Q: Should I only help students with URGENT alerts?
A: No — use alerts to prioritize, but all students benefit from support.

Q: Can I trust these predictions?
A: Use them as one input among many. Combine with your professional judgment and knowledge of the student.

Q: What if a "Low Risk" student is clearly struggling?
A: Always trust your judgment over the model. Models can't see everything.

For Technical Users

Q: Why is retention model accuracy so low?
A: Student retention is inherently difficult to predict. We're missing key data (motivation, family situation, mental health, external opportunities).

Q: Can I improve these models?
A: Yes! Collect additional features (attendance, LMS engagement, advisor contacts) and retrain annually.

Q: Should I use ensemble methods?
A: Potentially. Consider stacking multiple weak models, though our best models (Low GPA, Gateway English) already perform well.

Q: How do I handle the class imbalance in Credential Type?
A: Wait for more data (3-5 years) or try SMOTE/oversampling.

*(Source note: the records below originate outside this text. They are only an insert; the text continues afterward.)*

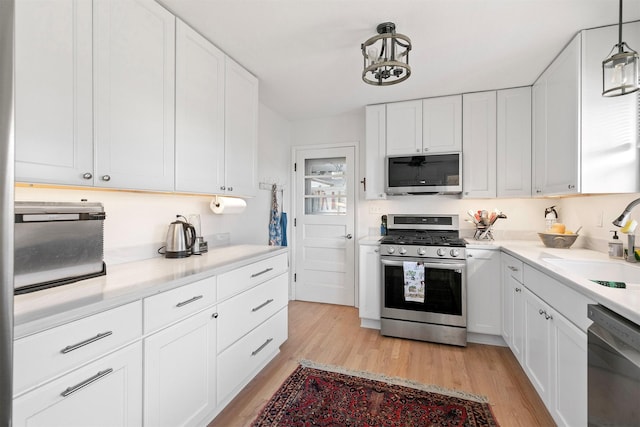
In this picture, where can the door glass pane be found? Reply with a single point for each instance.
(325, 186)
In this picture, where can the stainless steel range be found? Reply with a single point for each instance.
(424, 286)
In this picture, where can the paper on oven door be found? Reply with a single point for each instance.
(413, 281)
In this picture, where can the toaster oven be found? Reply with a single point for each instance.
(57, 243)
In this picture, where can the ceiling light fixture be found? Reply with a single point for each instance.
(386, 57)
(620, 70)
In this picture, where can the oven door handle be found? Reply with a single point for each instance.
(437, 265)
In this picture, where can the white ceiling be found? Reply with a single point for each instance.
(307, 56)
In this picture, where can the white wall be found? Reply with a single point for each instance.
(137, 222)
(525, 216)
(595, 214)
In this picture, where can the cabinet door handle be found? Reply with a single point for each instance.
(189, 301)
(72, 347)
(264, 304)
(83, 384)
(261, 272)
(259, 349)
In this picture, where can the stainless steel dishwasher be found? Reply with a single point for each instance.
(613, 369)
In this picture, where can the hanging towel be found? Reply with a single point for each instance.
(275, 230)
(283, 227)
(414, 288)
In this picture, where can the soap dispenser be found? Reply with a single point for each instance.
(615, 247)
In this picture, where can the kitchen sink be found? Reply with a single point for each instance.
(610, 271)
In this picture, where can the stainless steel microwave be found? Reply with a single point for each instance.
(424, 174)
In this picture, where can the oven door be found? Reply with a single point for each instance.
(445, 297)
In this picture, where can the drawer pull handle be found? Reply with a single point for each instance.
(262, 272)
(259, 349)
(83, 384)
(70, 348)
(189, 301)
(269, 301)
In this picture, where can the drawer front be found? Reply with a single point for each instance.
(239, 363)
(568, 302)
(173, 305)
(242, 313)
(103, 393)
(514, 266)
(247, 277)
(48, 353)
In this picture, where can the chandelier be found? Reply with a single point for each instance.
(386, 57)
(620, 70)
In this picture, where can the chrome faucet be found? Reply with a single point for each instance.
(631, 238)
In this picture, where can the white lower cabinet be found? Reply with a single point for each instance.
(568, 394)
(537, 335)
(512, 305)
(483, 292)
(104, 393)
(370, 288)
(180, 372)
(238, 364)
(552, 320)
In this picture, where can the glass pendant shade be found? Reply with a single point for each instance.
(620, 73)
(386, 57)
(620, 70)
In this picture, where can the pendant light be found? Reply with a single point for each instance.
(620, 70)
(386, 57)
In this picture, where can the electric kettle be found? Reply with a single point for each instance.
(180, 239)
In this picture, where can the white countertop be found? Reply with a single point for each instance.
(625, 302)
(125, 283)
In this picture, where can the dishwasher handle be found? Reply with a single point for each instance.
(614, 329)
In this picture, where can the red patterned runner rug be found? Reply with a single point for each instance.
(321, 395)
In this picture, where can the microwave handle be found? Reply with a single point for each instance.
(439, 265)
(53, 217)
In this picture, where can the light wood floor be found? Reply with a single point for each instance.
(332, 334)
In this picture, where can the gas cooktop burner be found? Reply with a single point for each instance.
(423, 240)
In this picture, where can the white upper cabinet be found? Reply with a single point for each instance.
(241, 131)
(376, 145)
(556, 124)
(134, 78)
(514, 142)
(583, 142)
(404, 128)
(442, 124)
(53, 103)
(199, 113)
(479, 145)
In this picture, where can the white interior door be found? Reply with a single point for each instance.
(324, 225)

Current predictions are unreliable.


📁 File Structure

codebenders-datathon/
├── data/
│   ├── bishop_state_student_level_with_predictions.csv ⭐ Main output (4,000 students)
│   ├── bishop_state_merged_with_predictions.csv (99,559 course records)
│   └── model_comparison_results.csv (model performance)
│
├── complete_ml_pipeline_csv_only.py (run this to generate predictions)
├── ML_MODELS_GUIDE.md (this file)
├── ML_PIPELINE_REPORT_CSV.txt (technical report)
└── DATA_DICTIONARY.md (column definitions)

🎯 Quick Reference: Column Names

Risk & Alert Columns (Use These for Intervention)

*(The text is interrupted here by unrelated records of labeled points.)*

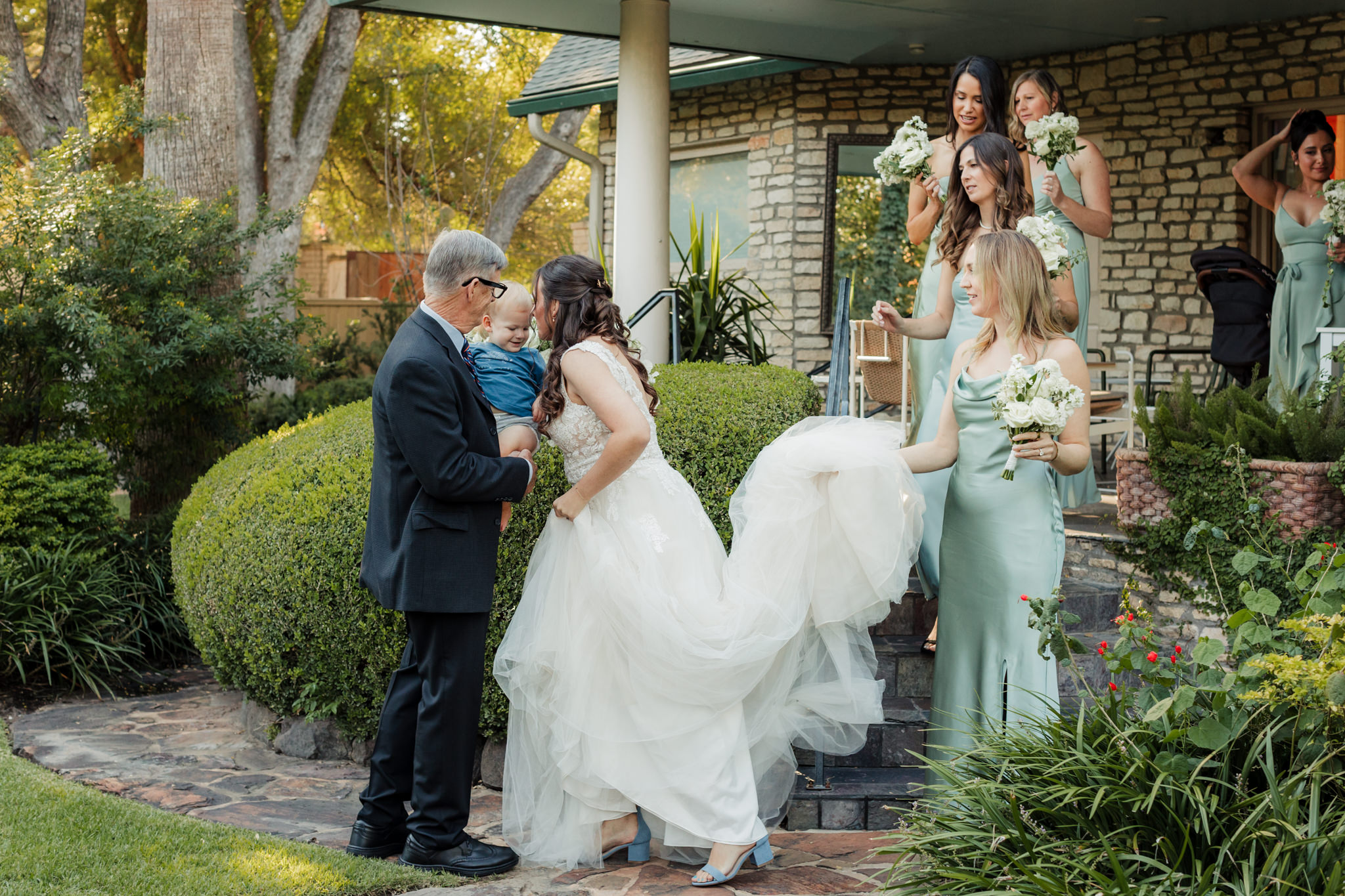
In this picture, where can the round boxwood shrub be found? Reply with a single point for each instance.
(267, 550)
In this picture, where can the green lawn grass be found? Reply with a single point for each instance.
(62, 837)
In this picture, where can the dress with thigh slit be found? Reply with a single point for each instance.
(1001, 539)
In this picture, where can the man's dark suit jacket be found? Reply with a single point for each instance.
(433, 507)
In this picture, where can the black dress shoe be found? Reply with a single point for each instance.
(376, 843)
(470, 859)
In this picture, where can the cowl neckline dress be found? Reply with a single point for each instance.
(1001, 539)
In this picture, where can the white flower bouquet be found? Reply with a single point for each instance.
(1051, 241)
(1034, 400)
(1052, 137)
(908, 156)
(1333, 214)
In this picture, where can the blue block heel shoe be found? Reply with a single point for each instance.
(636, 851)
(761, 855)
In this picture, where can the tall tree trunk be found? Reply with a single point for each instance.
(531, 179)
(190, 77)
(41, 109)
(295, 144)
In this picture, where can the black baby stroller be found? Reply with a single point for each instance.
(1241, 292)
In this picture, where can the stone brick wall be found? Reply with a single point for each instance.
(1170, 113)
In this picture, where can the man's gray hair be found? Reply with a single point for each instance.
(458, 255)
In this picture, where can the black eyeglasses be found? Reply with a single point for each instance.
(496, 289)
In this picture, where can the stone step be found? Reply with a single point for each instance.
(854, 800)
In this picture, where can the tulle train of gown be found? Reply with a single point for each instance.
(645, 668)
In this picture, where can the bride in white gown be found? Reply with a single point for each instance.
(648, 670)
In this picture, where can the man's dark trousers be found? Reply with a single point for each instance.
(432, 710)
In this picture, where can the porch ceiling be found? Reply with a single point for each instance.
(875, 32)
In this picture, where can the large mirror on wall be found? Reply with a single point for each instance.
(865, 232)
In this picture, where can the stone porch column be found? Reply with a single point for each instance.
(640, 218)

  • at_risk_alertURGENT/HIGH/MODERATE/LOW ⭐ Use this for daily advisor lists
  • risk_score — 0-100 comprehensive risk score
  • retention_risk_category — Critical/High/Moderate/Low Risk
  • gateway_math_risk — Math support prioritization
  • gateway_english_risk — Writing support prioritization
  • academic_risk_level — Low GPA risk (academic probation)

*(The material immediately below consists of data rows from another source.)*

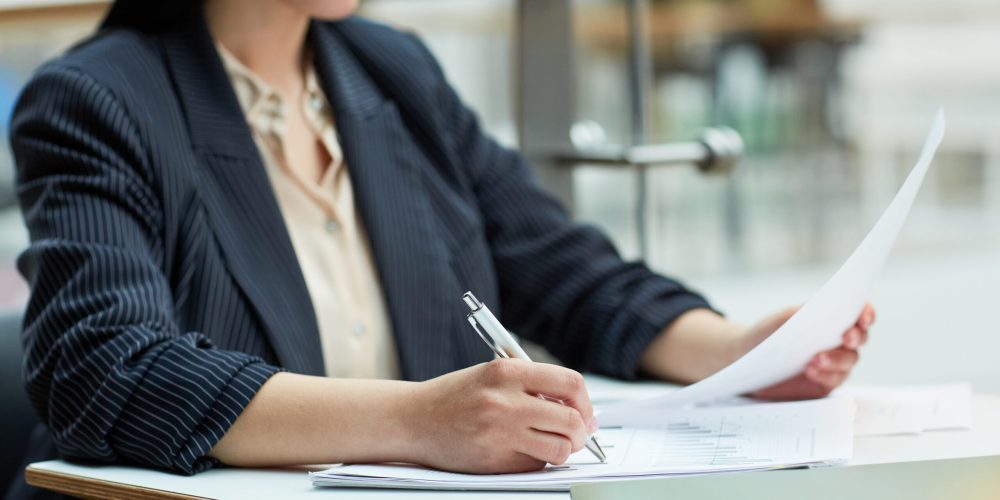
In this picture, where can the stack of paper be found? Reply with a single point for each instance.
(687, 441)
(665, 435)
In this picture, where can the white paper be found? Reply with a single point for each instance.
(684, 441)
(817, 326)
(910, 409)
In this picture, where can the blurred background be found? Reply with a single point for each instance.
(833, 99)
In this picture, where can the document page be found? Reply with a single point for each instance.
(818, 324)
(910, 409)
(683, 441)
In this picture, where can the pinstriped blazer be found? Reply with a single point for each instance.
(165, 289)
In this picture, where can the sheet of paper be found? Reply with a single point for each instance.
(817, 326)
(910, 409)
(684, 441)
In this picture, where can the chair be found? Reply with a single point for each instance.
(18, 419)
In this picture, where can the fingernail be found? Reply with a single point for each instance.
(852, 341)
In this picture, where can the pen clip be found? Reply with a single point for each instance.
(487, 337)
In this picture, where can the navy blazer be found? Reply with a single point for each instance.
(165, 288)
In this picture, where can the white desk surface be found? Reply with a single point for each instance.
(983, 439)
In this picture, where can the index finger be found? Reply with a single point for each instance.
(556, 382)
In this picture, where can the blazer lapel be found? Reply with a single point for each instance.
(413, 262)
(240, 202)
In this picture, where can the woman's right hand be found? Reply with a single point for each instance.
(488, 418)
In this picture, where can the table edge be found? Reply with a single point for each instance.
(86, 487)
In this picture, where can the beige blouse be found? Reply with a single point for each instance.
(326, 231)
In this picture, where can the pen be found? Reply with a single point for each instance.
(503, 345)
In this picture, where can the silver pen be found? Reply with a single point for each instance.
(503, 345)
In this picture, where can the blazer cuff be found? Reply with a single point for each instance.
(234, 398)
(633, 346)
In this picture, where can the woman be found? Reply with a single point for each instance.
(251, 221)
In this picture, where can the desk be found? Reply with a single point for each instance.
(133, 482)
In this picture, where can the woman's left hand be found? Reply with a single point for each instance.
(826, 370)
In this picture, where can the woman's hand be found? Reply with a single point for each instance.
(827, 369)
(488, 419)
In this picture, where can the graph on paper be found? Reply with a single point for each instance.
(760, 435)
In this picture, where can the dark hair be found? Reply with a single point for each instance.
(148, 15)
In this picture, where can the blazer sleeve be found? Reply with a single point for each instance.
(562, 284)
(106, 367)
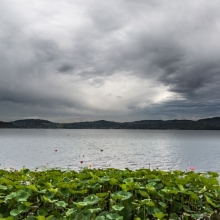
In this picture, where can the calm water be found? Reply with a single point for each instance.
(120, 148)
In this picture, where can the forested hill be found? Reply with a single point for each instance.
(202, 124)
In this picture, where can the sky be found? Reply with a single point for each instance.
(118, 60)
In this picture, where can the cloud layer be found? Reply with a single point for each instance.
(117, 60)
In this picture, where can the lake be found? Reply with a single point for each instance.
(163, 149)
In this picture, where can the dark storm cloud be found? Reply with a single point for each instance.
(67, 57)
(65, 68)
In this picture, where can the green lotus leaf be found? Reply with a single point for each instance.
(144, 201)
(22, 196)
(66, 179)
(8, 218)
(174, 216)
(51, 217)
(164, 205)
(128, 180)
(113, 181)
(114, 216)
(150, 189)
(102, 195)
(61, 204)
(70, 212)
(65, 192)
(143, 193)
(210, 201)
(117, 207)
(15, 212)
(31, 218)
(159, 215)
(193, 195)
(10, 196)
(42, 212)
(41, 217)
(28, 204)
(23, 208)
(2, 187)
(104, 179)
(121, 195)
(91, 199)
(32, 187)
(95, 210)
(81, 204)
(100, 218)
(181, 188)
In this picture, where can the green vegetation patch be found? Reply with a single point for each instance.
(103, 194)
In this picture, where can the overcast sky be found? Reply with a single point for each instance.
(118, 60)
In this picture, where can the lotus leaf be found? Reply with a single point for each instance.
(91, 199)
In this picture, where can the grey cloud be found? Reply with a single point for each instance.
(65, 68)
(171, 44)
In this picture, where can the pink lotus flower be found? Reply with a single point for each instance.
(192, 168)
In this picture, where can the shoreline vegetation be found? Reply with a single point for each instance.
(104, 194)
(202, 124)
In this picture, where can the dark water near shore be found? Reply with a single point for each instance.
(110, 148)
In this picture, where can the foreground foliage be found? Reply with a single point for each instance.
(108, 194)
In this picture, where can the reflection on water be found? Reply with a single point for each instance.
(165, 149)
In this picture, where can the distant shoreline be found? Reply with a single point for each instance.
(202, 124)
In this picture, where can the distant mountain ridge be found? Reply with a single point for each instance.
(202, 124)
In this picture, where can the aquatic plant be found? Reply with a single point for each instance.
(102, 194)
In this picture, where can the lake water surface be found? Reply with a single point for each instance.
(165, 149)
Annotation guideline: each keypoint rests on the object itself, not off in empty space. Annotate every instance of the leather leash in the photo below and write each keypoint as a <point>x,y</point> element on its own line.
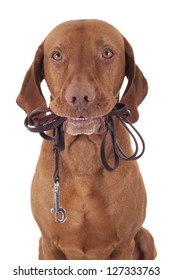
<point>43,119</point>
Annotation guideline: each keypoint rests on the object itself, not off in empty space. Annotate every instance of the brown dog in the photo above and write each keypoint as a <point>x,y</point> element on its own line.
<point>84,63</point>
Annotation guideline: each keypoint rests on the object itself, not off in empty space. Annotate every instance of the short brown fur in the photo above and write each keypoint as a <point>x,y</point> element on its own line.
<point>105,211</point>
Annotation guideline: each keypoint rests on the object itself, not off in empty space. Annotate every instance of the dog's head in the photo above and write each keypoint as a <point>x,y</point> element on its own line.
<point>84,63</point>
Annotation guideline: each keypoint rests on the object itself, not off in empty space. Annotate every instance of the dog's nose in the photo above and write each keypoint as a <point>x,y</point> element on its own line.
<point>80,97</point>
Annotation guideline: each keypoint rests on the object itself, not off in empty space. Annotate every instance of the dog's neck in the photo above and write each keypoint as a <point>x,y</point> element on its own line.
<point>81,156</point>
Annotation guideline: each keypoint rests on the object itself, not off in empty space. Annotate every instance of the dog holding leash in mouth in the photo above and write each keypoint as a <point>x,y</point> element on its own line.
<point>84,63</point>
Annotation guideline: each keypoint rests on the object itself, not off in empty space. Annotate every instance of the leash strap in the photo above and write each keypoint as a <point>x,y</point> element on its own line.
<point>122,113</point>
<point>43,119</point>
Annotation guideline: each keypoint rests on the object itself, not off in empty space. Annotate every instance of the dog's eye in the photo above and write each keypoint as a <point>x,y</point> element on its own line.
<point>57,56</point>
<point>107,54</point>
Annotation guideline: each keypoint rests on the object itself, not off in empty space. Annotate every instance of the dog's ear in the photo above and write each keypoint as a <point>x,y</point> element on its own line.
<point>30,96</point>
<point>137,87</point>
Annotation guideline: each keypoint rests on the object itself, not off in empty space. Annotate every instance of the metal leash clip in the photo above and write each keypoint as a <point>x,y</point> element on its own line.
<point>58,211</point>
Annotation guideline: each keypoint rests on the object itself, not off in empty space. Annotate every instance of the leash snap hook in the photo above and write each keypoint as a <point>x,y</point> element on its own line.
<point>60,213</point>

Probability Columns (For Analysis)

  • retention_probability — Likelihood of returning next year (0-1)
  • at_risk_probability — Overall at-risk likelihood (0-1)
  • gateway_math_probability — Likelihood of passing college math (0-1)
  • gateway_english_probability — Likelihood of passing college English (0-1)
  • low_gpa_probability — Risk of GPA below 2.0 (0-1)
  • predicted_gpa — Expected GPA (0.0-4.0 scale)

Prediction Columns (Yes/No Outcomes)

  • retention_prediction — Will return (0=No, 1=Yes)
  • at_risk_prediction — Needs intervention (0=No, 1=Yes)
  • gateway_math_prediction — Will pass math (0=No, 1=Yes)
  • gateway_english_prediction — Will pass English (0=No, 1=Yes)
  • low_gpa_prediction — At risk of low GPA (0=No, 1=Yes)
  • gpa_performance — Above/As/Below Expected (performance category)

✅ Summary: What Should I Do Next?

For Advisors

  1. Pull list of URGENT students from at_risk_alert column → contact within 48 hours
  2. Review Moderate/High/Critical academic risk students from academic_risk_level → proactive support
  3. Check Gateway Math/English risk → tutoring referrals before students struggle

For Administrators

  1. Track retention trends by program using retention_probability
  2. Calculate intervention ROI from at-risk student counts
  3. Identify struggling programs that need additional resources
  4. Plan tutoring resources based on Gateway Math/English risk counts

For Researchers & Analysts

  1. Validate predictions against actual outcomes (retention, GPA, course success)
  2. Build dashboards with student-level predictions
  3. Test interventions with randomized control trials (RCT)
  4. Collect additional data (attendance, LMS engagement) for model improvement

For Technical Staff

  1. Automate weekly prediction updates with cron job
  2. Integrate predictions with student information system (SIS)
  3. Build API for real-time predictions
  4. Create automated alerts via email for URGENT students

Version: 5.0 (8 Models - October 30, 2025)
Models: 8 predictive models (3 high-performing, 3 moderate, 2 limited)
Records: 4,000 students with 166 total columns (31 prediction columns)
Best Models: Low GPA Risk (99% AUC), Gateway English (81% AUC), Gateway Math (64% AUC)

New in v5.0: Added Model 6 (GPA Prediction) - predicts expected GPA and identifies over/underperformers

Questions? Review the ML_PIPELINE_REPORT_CSV.txt for technical details or DATA_DICTIONARY.md for column definitions.